Leaders of the DNC contacted the cyber security firm CrowdStrike after noticing unusual activity. CrowdStrike said that the group that entered the network last summer monitored email and chat communications and could be working for Russia’s Federal Security Service.

The second group allegedly stole research that included Trump’s business efforts in Azerbaijan, Georgia, Serbia and Russia, Reuters said. CrowdStrike’s co-founder Dmitri Alperovitch does not think the two groups worked together, saying that one group would steal a password the other group took the day before, the New York Times reported.

CrowdStrike said that the April group was most likely working for the Russian military, and thinks both groups tricked committee employees into downloading malicious software via emails that look legitimate, but contained links that, if clicked, would enable a cybercriminal to gain access to a computer, the Washington Post wrote.

Kremlin spokesperson Dmitry Peskov told Reuters that he completely ruled out involvement by the Russian government or government bodies. Evidence linking hacking teams to governments is often a mix of hunches and government sources, sometimes making a connection hard to prove, the Guardian said. 

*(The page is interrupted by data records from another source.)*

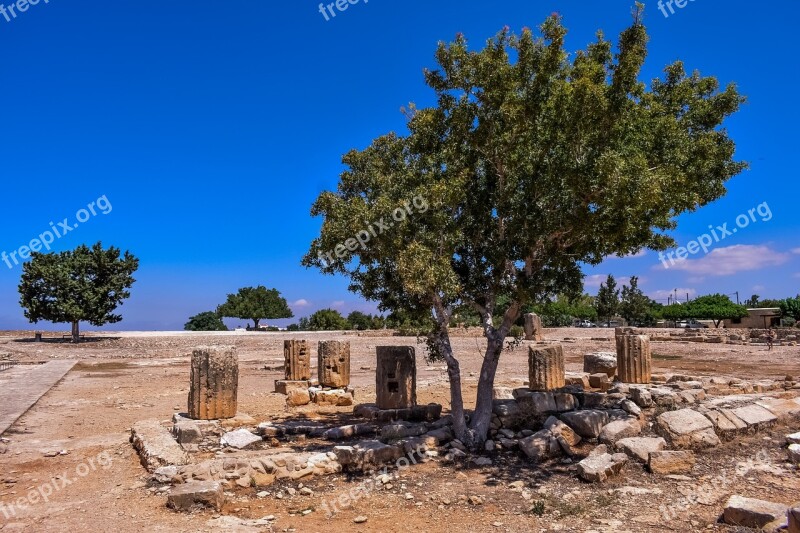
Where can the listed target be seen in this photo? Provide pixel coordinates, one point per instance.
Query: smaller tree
(206, 321)
(82, 285)
(327, 320)
(634, 305)
(359, 321)
(752, 302)
(256, 304)
(716, 307)
(607, 300)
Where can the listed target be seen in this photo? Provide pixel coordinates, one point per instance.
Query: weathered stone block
(186, 496)
(396, 377)
(333, 364)
(634, 358)
(671, 462)
(297, 360)
(686, 428)
(606, 362)
(546, 368)
(214, 383)
(752, 513)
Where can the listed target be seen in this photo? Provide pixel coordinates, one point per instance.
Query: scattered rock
(187, 496)
(671, 462)
(620, 429)
(687, 428)
(588, 424)
(752, 513)
(598, 468)
(239, 439)
(640, 447)
(794, 453)
(605, 362)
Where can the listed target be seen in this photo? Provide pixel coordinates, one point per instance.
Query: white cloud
(731, 260)
(596, 279)
(641, 253)
(670, 293)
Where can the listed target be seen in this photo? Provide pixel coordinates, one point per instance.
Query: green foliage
(82, 285)
(716, 307)
(207, 321)
(791, 307)
(607, 300)
(533, 161)
(256, 304)
(327, 320)
(359, 321)
(634, 306)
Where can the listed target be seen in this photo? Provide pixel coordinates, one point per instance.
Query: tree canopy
(256, 304)
(82, 285)
(533, 161)
(716, 307)
(607, 300)
(207, 321)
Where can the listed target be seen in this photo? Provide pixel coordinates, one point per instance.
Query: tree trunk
(442, 340)
(482, 417)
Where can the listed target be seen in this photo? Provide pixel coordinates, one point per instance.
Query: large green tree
(82, 285)
(533, 161)
(607, 301)
(256, 304)
(207, 321)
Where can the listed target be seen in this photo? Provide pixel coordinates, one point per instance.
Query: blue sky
(211, 127)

Politico reported that a former DNC research official said that the party’s research files usually contain news stories, video clips, and court documents, instead of more sensitive information like Social Security numbers.

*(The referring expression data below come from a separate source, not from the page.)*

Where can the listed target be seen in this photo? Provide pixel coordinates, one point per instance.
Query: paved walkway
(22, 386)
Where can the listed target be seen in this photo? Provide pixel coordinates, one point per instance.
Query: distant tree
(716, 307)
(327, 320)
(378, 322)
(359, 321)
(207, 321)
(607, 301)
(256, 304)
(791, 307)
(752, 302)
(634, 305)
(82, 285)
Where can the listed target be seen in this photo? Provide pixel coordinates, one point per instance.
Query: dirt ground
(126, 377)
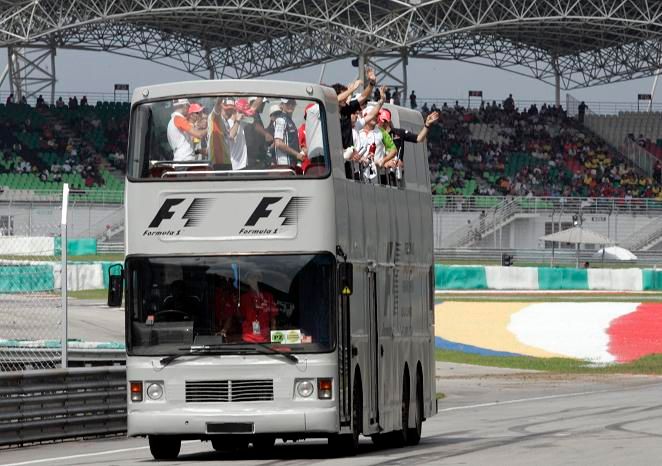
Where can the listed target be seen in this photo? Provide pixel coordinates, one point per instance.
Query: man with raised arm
(181, 132)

However, stealing the files could save someone looking to get information “hundreds of thousands of dollars” because the research takes so much time to gather. Access to the communications could prove to be more useful, giving insight into the insider strategies that might be hard for foreign officials to access, according to the former official.

Political campaigns are often vulnerable to cyber attacks because of the high use of technology, and because they generally do not spend millions or billions of dollars on security as opposed to banks or large companies, according to the New York Times. Hackers allegedly tied to the Chinese government infiltrated the campaigns of Barack Obama and John McCain in 2008.